ENTREVISTA: José Ruben Bonfim, médico, coordenador da Sociedade Brasileira de Vigilância de Medicamentos
Como você avalia a relação de médicos e indústria farmacêutica?
A relação entre médicos e indústria farmacêutica tem muitos aspectos que no Brasil tem regulação insuficiente, alguns pesquisadores até consideram nula, por parte do poder público. A questão básica é a de que os médicos, qualquer que seja sua atividade (clínica, pesquisa ou outra), não deveriam permitir que houvesse influência de terceiros. Recebem visitas dos propagandistas e esse tipo de contato não tem nenhuma proposta de regulação consistente, incluindo a resolução 96 da Anvisa, de 17/12/2008, e seus acréscimos.
Qual o papel do propagandista?
A função de um propagandista de produtos farmacêuticos é persuadir, usando até técnicas psicológicas, e outras habilidades de comunicação, com relação à qualidade superior dos produtos da empresa em que trabalha, diante de seus concorrentes. Ele não transmite, a rigor, nenhuma informação científica comparada, frequentemente disponível em bases de dados fidedignas, muitas delas de acesso gratuito, que um médico tem de saber consultar e examinar para fazer escolhas terapêuticas. Não precisa receber nenhuma visita de propagandista que vai envolvê-lo com mimos, como amostras gratuitas e toda sorte de brindes. Alguém pode achar que é exagero de minha parte, mas acho que a função de propagandista é inútil porque, mesmo que se considere que, na sociedade capitalista global, um produto farmacêutico seja considerado mercadoria, e produzido como tal, a sua aplicação não se relaciona com a de uma transação comercial. É, em verdade, uma questão bioética. Um produto farmacêutico não é uma mercadoria, como um eletrodoméstico.

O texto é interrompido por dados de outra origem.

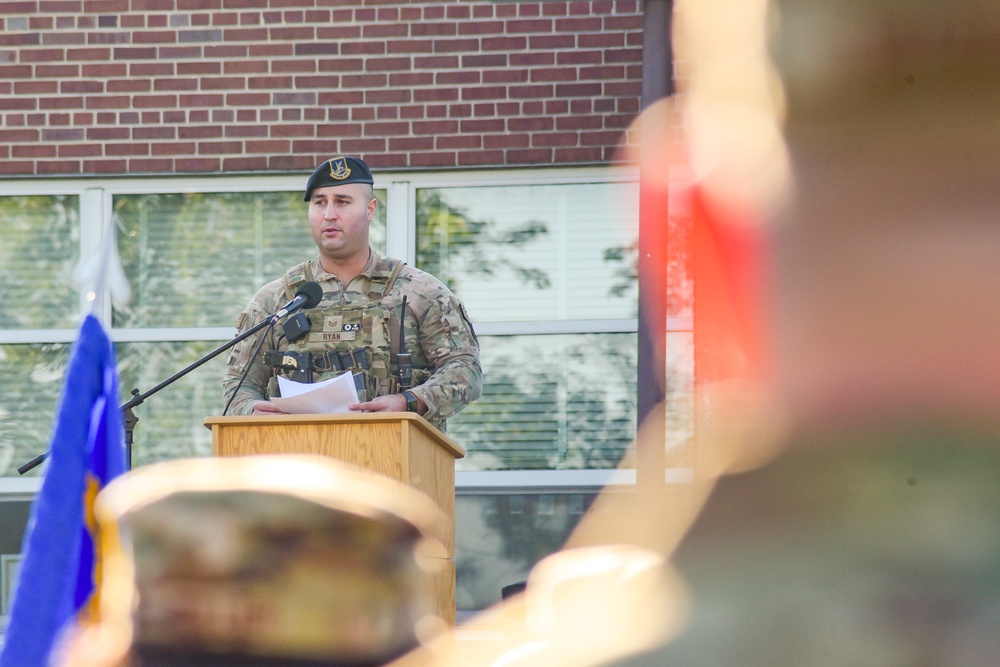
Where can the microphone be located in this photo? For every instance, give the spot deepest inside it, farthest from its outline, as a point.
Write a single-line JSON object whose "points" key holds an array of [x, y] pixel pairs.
{"points": [[307, 296]]}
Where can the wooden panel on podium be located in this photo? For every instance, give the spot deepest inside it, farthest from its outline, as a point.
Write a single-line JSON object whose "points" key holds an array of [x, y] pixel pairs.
{"points": [[399, 445]]}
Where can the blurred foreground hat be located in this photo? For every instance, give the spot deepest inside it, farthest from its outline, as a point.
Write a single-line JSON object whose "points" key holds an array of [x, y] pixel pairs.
{"points": [[291, 560], [339, 171]]}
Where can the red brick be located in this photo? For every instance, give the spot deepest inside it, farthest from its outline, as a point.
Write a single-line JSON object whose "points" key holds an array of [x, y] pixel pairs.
{"points": [[175, 84], [347, 97], [486, 93], [530, 156], [436, 29], [222, 83], [63, 38], [245, 67], [387, 96], [458, 141], [150, 69], [199, 132], [79, 150], [146, 133], [532, 59], [42, 55], [513, 140], [483, 126], [121, 150], [155, 102], [269, 82], [199, 165], [435, 159], [338, 32], [623, 55], [104, 70], [57, 71], [539, 124], [435, 62], [200, 100], [247, 164], [339, 130], [103, 134], [408, 80], [532, 91], [15, 71], [599, 138], [174, 148], [578, 155], [38, 87], [506, 43], [61, 102], [600, 40], [578, 24], [387, 129], [357, 146], [364, 81], [129, 86], [199, 67], [457, 78], [63, 135], [552, 42], [60, 167], [623, 88], [411, 143], [150, 166], [219, 147], [578, 57], [528, 25], [553, 74], [362, 48], [270, 50], [435, 127], [108, 102], [410, 46], [553, 140], [276, 146], [384, 30], [578, 89]]}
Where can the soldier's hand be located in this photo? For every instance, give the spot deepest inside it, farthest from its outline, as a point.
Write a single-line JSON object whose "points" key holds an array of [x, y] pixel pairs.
{"points": [[388, 403]]}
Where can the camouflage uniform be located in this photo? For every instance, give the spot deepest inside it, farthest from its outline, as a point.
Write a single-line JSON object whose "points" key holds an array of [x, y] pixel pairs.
{"points": [[447, 375]]}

Existe caminho alternativo?
Não deveria existir nenhuma espécie de persuasão, de modo que os médicos pudessem se autodenominar "sem marca". As estratégias de envolvimento dos médicos pela indústria farmacêutica confirmam que as relações duplicam a possibilidade de desempenho inadequado com a prescrição comparada com profissionais que não têm esses vínculos. A propaganda de produtos farmacêuticos não tem nenhum sentido.